DOI: 10.1093/ejhf/xuag193.1068 ISSN: 1388-9842

Poor neuroprognosis after sudden cardiac arrest: end-of-life practices and potential organ donors in a cardiac intensive care unit cohort

M Urpina Matias, C Santos-Jorge, M I Soares, R Montalvao, M Presume, J Machado, A R Bello, M Sousa Paiva, J Presume, J Ferreira, C Brizido

Abstract

Introduction

Hypoxic-ischemic brain injury after sudden cardiac arrest (CA) is central to CA management, as major efforts focus on its prevention during pre- and post-CA care, and it is a key determinant of prognosis after ROSC. European Resuscitation Council (ERC) guidelines define criteria for poor neuroprognosis, but their application does not invariably lead to withdrawal of life-sustaining therapies (WLST).

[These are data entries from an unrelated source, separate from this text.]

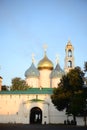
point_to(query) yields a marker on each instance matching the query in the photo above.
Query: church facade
(34, 105)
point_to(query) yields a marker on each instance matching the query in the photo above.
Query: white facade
(16, 109)
(36, 106)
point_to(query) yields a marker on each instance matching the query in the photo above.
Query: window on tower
(69, 64)
(69, 53)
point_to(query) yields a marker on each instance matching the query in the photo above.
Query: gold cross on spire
(33, 59)
(45, 48)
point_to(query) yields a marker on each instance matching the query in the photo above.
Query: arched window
(69, 53)
(69, 64)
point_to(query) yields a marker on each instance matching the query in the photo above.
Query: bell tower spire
(69, 57)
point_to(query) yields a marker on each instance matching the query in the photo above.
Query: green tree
(19, 84)
(70, 89)
(4, 88)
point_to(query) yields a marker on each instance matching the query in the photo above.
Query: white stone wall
(45, 78)
(33, 82)
(55, 82)
(16, 109)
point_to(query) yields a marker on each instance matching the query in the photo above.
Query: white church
(34, 106)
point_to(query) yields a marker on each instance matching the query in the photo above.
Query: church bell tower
(69, 57)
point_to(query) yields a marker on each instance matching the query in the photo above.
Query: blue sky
(25, 25)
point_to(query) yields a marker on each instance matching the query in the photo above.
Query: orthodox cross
(33, 59)
(45, 48)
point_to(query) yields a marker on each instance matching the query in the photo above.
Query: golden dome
(45, 63)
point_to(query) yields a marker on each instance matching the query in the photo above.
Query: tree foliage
(19, 84)
(85, 66)
(69, 95)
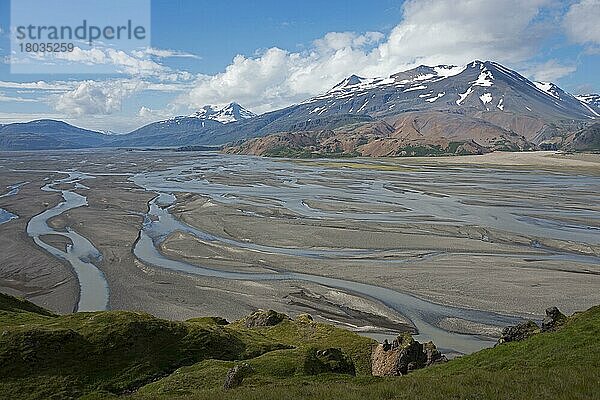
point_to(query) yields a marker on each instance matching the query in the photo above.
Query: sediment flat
(421, 226)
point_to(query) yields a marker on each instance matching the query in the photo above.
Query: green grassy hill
(115, 353)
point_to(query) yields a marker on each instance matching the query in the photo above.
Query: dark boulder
(554, 319)
(264, 318)
(403, 355)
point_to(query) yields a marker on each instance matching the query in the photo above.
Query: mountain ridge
(481, 95)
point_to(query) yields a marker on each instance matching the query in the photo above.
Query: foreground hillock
(269, 356)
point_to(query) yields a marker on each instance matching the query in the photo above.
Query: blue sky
(268, 54)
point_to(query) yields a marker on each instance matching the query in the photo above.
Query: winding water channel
(80, 253)
(289, 186)
(6, 215)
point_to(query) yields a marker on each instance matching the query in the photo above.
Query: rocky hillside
(268, 355)
(482, 106)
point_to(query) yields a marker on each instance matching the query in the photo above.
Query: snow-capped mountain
(591, 100)
(232, 112)
(476, 87)
(478, 106)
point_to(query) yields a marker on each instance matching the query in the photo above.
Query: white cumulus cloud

Moreover, these patients may be candidates for solid organ donation after brainstem or circulatory death (DBD or DCD, respectively).

Purpose

To characterize end-of-life practices in post-CA patients classified as having poor neuroprognosis according to ERC guidelines, and to identify potential DBD and DCD donors.

Methods

Single-center retrospective study of consecutive post-CA patients admitted to a CICU between 2015-2025, presenting comatose (GCS <8) after ROSC and undergoing multimodal neuroprognostication. The 2021 and 2025 ERC guidelines algorithms were applied to classify neuroprognosis as good, indeterminate or poor. Patients were evaluated regarding end-of-life decisions (WLST or No Escalation of Treatment [NoET]) and cause of death. For donation purposes, potential donors were categorized as 18-45 years old (ideal), 45-55 (acceptable) and 55-70 (marginal); patients > 70 were considered unlikely donors.

Results

Among 94 patients, 26% (n=24) had good, 37% (n=35) indeterminate and 37% (n=35) poor neuroprognosis, according to ERC criteria. Of the latter, only 6 (17%) progressed to brainstem death; 2 went into circulatory arrest after WLST, and the remaining 4 after NoET. Among the remaining 29 patients with poor neuroprognosis, WLST was instituted in 11 (38%) and NoET in 8 (28%). Ten patients either died from "refractory circulatory shock" (n=5), suggesting treatment escalation, or had no clear end-of-life plan (n=5). Five patients (17%) with poor neuroprognosis underwent tracheostomy, all aged > 55 years. None of the 6 brainstem-dead patients were considered for DBD, although all but one were <70 years. Regarding DCD, 19 (66%) patients with poor neuroprognosis were potential donors (2 ideal, 3 acceptable, 14 marginal). From those, 2 were resuscitated with ECPR and could have been considered Maastricht II donors, while the remaining 17 could have been Maastricht III donors if national legislation allowed; none were evaluated for DCD.

Conclusion

Around 40% of resuscitated CA patients were classified as having poor neuroprognosis, yet only a minority (one fifth) of hypoxic-ischemic brain injuries evolved to brainstem death. Despite a substantial proportion of potential donors, neither DBD nor DCD was implemented. End-of-life decisions, particularly WLST, were underused in this context (< 40%).For image description, please refer to the figure legend and surrounding text.